Ruh bedenin her yerinde; ruhun bedendeki zatı gizli eylemleri açık.
Eskiler derdi: Gönül kocalmaz!.. Ben, yaşlıyım; bu sözün anlamını hazlarımın canlılığından, fakat hazlarımı yerine getirmekte zorlanan bedenimden biliyorum.
Ruh, beden gibi bir cisim olmadığından eskimiz, parçalanmaz, yaşlanmaz...
Bedendeki hayat ruhun hayatı; ruh, bedende olgunlaşmakta.
Akıl, bedenin değil, ruhun büyük bir özelliği. Doğum (ruhun bedeni terk etmesi) gerçekleşip ruh bedenden çıkınca, ruh yine akıl sahibidir; görür, işitir, konuşur, düşünür, anımsar, acıyı ve hazzı hisseder.
Rüyada olup biten şeyleri hatırlayınız!
Beden ruhun giysisi, doğum gerçekleşip ruh bedeni terk edince, ruh çıplak kalmaz. Nasıl ki şeffaf varlık olan meleğin kendine özgü bir bedeni var; doğum yapmış ruh da kendini bir beden içinde algılar.
Cinler de şeffaf varlıklar, her şeffaf varlık kendini, ötekinden ayıran bir beden içinde idrak eder. Yani doğum yapan (Allah’ın ‘dön’ emrine itaat edip kullandığı bedeni terk eden) ruh, meleklere karışıp melek olmaz, şeytanlara, cinlere karışıp şeytan ve cinlerden de gözükmez. O, şeffaf bedeninde kendini yine insan bilir.
Bedenlerin hayatı ruhun hayatı; ruhsuz beden ölü beden; toprak, hava, su, ateş... Bedenin tabiata ait her yapısı dağılmakta ve aslına dönmekte: Toprak toprağa…

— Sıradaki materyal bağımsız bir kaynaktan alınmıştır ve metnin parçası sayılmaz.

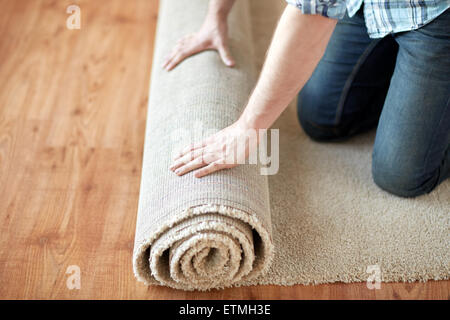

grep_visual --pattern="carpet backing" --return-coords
[133,0,450,290]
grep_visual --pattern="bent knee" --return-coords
[297,92,345,142]
[372,158,439,198]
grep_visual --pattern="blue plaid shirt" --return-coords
[286,0,450,38]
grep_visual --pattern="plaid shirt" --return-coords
[286,0,450,38]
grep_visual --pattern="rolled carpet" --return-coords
[134,1,273,289]
[133,0,450,290]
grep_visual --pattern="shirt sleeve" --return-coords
[286,0,347,19]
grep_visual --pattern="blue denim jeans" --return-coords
[298,10,450,197]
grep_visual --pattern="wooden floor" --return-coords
[0,0,449,299]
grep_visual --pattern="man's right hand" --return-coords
[163,4,235,71]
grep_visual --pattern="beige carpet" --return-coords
[133,0,450,290]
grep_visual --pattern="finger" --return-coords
[173,138,211,160]
[169,148,219,171]
[169,149,203,171]
[194,161,235,178]
[217,43,235,67]
[175,157,208,176]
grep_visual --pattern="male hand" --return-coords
[169,120,259,178]
[163,14,235,71]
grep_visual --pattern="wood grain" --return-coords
[0,0,449,299]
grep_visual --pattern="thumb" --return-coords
[217,44,234,67]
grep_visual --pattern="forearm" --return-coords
[208,0,235,19]
[240,6,337,129]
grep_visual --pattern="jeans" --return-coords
[298,10,450,197]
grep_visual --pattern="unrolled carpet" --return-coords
[133,0,450,290]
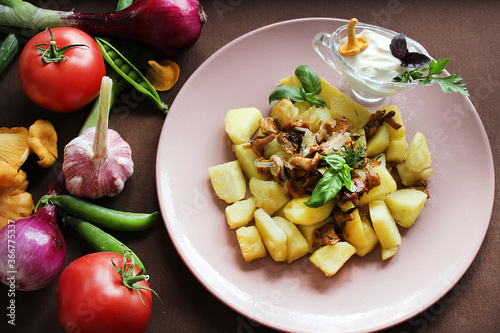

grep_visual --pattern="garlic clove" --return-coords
[63,127,134,199]
[62,77,134,199]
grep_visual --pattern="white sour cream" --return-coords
[343,30,406,82]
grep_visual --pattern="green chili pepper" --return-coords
[95,38,168,114]
[0,34,19,75]
[59,210,146,273]
[40,195,160,231]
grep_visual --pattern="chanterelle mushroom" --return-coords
[28,119,57,168]
[0,161,35,228]
[0,127,30,171]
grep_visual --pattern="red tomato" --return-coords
[57,252,152,333]
[19,27,106,112]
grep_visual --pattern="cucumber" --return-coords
[0,34,19,75]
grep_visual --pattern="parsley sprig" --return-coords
[392,58,469,96]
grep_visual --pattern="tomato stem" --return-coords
[111,251,163,305]
[35,28,88,64]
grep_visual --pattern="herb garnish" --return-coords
[305,146,366,208]
[269,65,326,106]
[390,34,469,96]
[390,34,431,68]
[392,58,469,96]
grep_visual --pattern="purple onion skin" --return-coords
[0,205,66,291]
[64,0,206,56]
[0,170,66,291]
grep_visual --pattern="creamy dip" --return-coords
[343,30,407,82]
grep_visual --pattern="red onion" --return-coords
[0,170,66,291]
[0,0,207,55]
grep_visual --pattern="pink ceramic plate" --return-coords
[156,18,495,332]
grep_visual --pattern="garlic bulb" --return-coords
[62,76,134,199]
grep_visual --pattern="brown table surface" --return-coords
[0,0,500,332]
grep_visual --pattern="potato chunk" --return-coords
[384,188,427,228]
[283,196,335,225]
[342,209,378,257]
[300,106,332,132]
[254,208,288,261]
[225,197,257,229]
[359,165,398,206]
[271,98,299,126]
[330,97,372,129]
[273,216,309,264]
[368,200,401,249]
[356,213,379,257]
[297,217,335,253]
[309,242,356,276]
[366,123,389,157]
[236,225,267,262]
[380,247,398,260]
[342,209,368,247]
[405,132,432,172]
[249,178,290,215]
[385,138,408,163]
[384,105,406,140]
[396,162,434,186]
[234,143,269,180]
[224,108,262,145]
[208,161,247,203]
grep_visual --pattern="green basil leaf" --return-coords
[295,65,321,95]
[307,96,327,107]
[305,168,344,208]
[324,154,345,171]
[269,85,306,104]
[339,164,356,192]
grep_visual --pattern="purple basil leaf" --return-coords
[391,34,408,61]
[401,52,431,68]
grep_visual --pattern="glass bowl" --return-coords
[313,23,432,110]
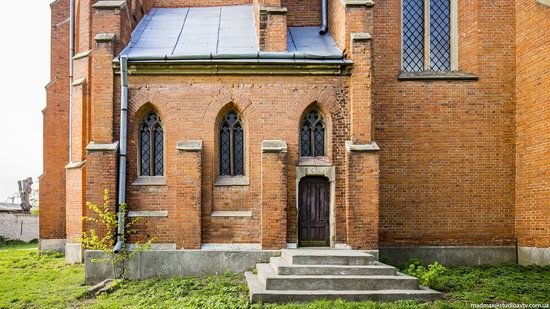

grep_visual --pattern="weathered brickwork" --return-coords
[40,0,550,258]
[283,0,322,27]
[373,0,515,246]
[40,0,69,239]
[516,0,550,248]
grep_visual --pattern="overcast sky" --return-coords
[0,0,52,202]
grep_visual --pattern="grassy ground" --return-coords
[0,245,550,309]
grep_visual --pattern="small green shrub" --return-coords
[405,259,447,287]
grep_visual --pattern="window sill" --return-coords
[398,71,479,81]
[214,176,250,187]
[132,176,166,186]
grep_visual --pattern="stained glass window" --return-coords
[139,112,164,176]
[402,0,452,72]
[219,110,245,176]
[300,109,326,157]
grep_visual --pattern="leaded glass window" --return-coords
[139,112,164,176]
[402,0,457,72]
[219,110,245,176]
[300,109,326,157]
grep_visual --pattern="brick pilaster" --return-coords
[174,141,202,249]
[83,142,118,241]
[349,33,372,143]
[261,141,288,249]
[346,142,379,250]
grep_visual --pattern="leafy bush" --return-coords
[80,190,156,279]
[405,259,447,287]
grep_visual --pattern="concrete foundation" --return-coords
[518,247,550,266]
[380,247,516,266]
[65,243,82,264]
[38,239,67,253]
[84,250,281,284]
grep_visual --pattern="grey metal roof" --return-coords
[121,5,343,60]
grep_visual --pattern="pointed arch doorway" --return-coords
[298,176,330,247]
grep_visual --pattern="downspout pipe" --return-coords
[69,0,75,163]
[113,56,128,253]
[319,0,328,35]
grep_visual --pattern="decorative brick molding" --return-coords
[92,0,128,10]
[262,140,287,153]
[340,0,374,8]
[128,210,168,218]
[176,141,202,152]
[211,210,252,217]
[86,141,119,152]
[346,141,380,152]
[94,33,115,43]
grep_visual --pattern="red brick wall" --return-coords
[40,0,69,239]
[373,0,515,246]
[284,0,321,27]
[516,0,550,247]
[261,146,288,249]
[153,0,252,7]
[115,76,349,243]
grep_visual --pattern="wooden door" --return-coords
[298,177,330,247]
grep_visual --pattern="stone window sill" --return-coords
[132,176,166,186]
[214,176,250,187]
[398,71,479,81]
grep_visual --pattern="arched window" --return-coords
[139,112,164,176]
[300,109,326,157]
[220,110,244,176]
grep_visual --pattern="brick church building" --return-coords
[40,0,550,264]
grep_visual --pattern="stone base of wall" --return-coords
[0,212,38,242]
[84,250,281,284]
[518,247,550,266]
[38,239,67,253]
[65,243,82,264]
[380,246,517,266]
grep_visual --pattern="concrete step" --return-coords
[281,249,374,265]
[245,272,443,303]
[270,257,395,276]
[256,264,418,291]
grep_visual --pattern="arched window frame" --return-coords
[300,108,327,157]
[218,109,246,177]
[138,111,164,177]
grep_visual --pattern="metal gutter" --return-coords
[113,50,344,63]
[69,0,75,163]
[319,0,328,35]
[113,57,128,253]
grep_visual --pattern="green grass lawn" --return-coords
[0,245,550,309]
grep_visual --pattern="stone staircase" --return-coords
[245,249,443,303]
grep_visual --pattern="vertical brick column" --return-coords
[258,6,287,52]
[83,142,118,258]
[90,1,131,144]
[346,142,379,250]
[39,0,70,251]
[174,141,202,249]
[349,33,372,143]
[65,162,86,263]
[261,141,288,249]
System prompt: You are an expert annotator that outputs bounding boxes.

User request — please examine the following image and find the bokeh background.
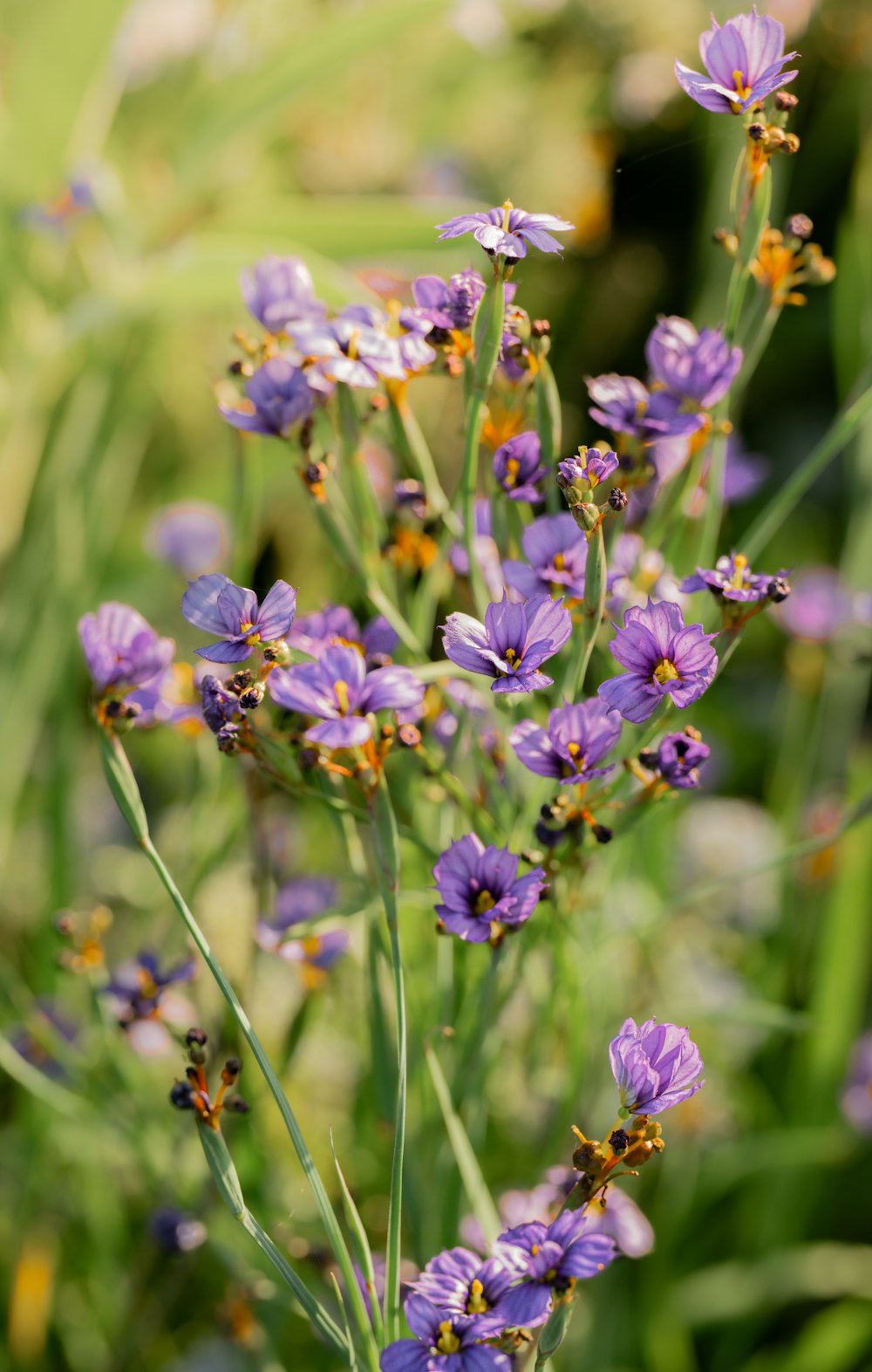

Ruh beden evinin hükümeti; bedeni o yönetmekte. Nefsin tabiata tutkun yanı ruhu duyusal hazlara çekmekte, ruhun aşkın hâli nefsi tabiata karşı uyarmakta ve böylece terbiye etmek istemekte.
Bilimsel bilgi ruhun nefis bilgisini besler; manevi bilgiyse nefsi daha üst bir forum doğru eğitir.
Rabbimiz, Kuran’da, ruhun eğitim yoluyla elde edebileceği mertebeleri da bildirdi ki, o mertebelere doğru ruhsal bir eğitim gerçekleştirilebilsin.
Bir beden kullanan her ruh, duygu, düşünce, tutum ve davranışına bakıp ruhunun hangi eğitim mertebesinde olduğunu anlar.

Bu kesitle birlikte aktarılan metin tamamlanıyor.